Добавить в цитаты Настройки чтения

Страница 105 из 118

— Боже мой, а говорят, такой замечательный автобиографический роман.

И мне самому стало жаль, что я не написал романа. Я очень нежно, благодарно попрощался с ней.

Я вспоминаю только один из фактов. Еще со всех сторон я слышал о моем романе.

Что же, очевидно, хотят, чтобы я именно написал, если верят в слух, если сами распространяют. Может быть, нужно написать, если этого хотят современники? Причем просто подсказывают форму — автобиографический роман… Этим, кстати, показано понимание характера моих писаний.

Попробовать?

Ну, вот начало.

Год моего рождения совпал с последним годом девятнадцатого столетия. Человек тщеславный, я усматриваю в этом обстоятельстве некоторую знаменательность. Гейне, родившийся в 1801 году, называл себя первым человеком девятнадцатого века. Родившись на другом конце века, я могу назвать себя его последним человеком.
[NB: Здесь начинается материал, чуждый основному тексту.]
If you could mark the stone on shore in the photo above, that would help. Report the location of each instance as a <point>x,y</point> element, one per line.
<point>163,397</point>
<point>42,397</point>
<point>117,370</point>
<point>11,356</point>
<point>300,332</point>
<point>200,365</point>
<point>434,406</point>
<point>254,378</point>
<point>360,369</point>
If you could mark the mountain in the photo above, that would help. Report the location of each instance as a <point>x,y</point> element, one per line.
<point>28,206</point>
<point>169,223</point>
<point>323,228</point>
Ветреный день. Стою под деревом. Налетает порыв. Дерево шумит. Мускулистый ветер. Ветер, как гимнаст, работает в листве.

Внезапно перед грозой побелевшие деревья.

Я могу писать каждый день, строк по сто, по крайней мере. Имеет ли это ценность? Что это — то, что я пишу? Имеет ли это ценность воспоминаний — то есть картин нравов и событий данной эпохи? Или ценность эстетическую? Языковую? Или ценность стихотворений? А если это просто замена курения? если это просто груда окурков? Что, если это так? Я пишу, думая, что передо мной книга, а это просто окурки — просто картонные, противно-коричневые трубочки, щепотки папиросной бумаги, пепел!

Сейчас я с определенностью убедился в том, что эти записи есть для меня не что иное, как именно замена курения.

В самом деле, почувствовав удовольствие от предвкушения, что сейчас выпью свежего чаю, я отставил чашку и, вместо того чтобы пить, пошел к столу — записывать. То есть от ощущения «приятно» я почувствовал стремление именно записать… Прежде от этого «приятно» я закурил бы!

Ну что ж, неважно, пусть так!

Однако как назвать книгу? «Когда я бросил курить»? Или «Мои сигары»?

Когда-то, едучи с покойным Игнатьевым [302]в автомобиле (куда мы ехали?) и сидя с ним рядом, я разговаривал с ним о его заграничной жизни. Кстати говоря, разговаривая, он довольно сильно щелкал вас коленом по колену же… После каждой фразы «А?» — и щелк! «А?» — и щелк! Лошадь! Ведь он был кирасиром — кентавр!

Так вот, разговариваем о его заграничной жизни, службе. Он перечислял, при каких дворах он был посланником, атташе. Я и посоветовал ему назвать книгу «Мои короли».

Что я опаздываю, это было ясно, но чтобы не опоздать окончательно, я взял извозчика — там же, неподалеку от дома, где мы распрощались, и на извозчике я поехал вверх по Жуковского, по блестящей от фонарей грязи. Еще я был в жару свидания, еще щеки, я чувствовал, у меня пылают, еще душа мучается, не умея разобраться, плохо ли, хорошо ли только что все было, не было ли сказано ею чего-либо уничтожающего, мною — чего-либо глупого, лишающего меня в ее глазах прелести. Еще пахли пальцы запахом ее одеколона, еще я видел ее, ощущал рядом…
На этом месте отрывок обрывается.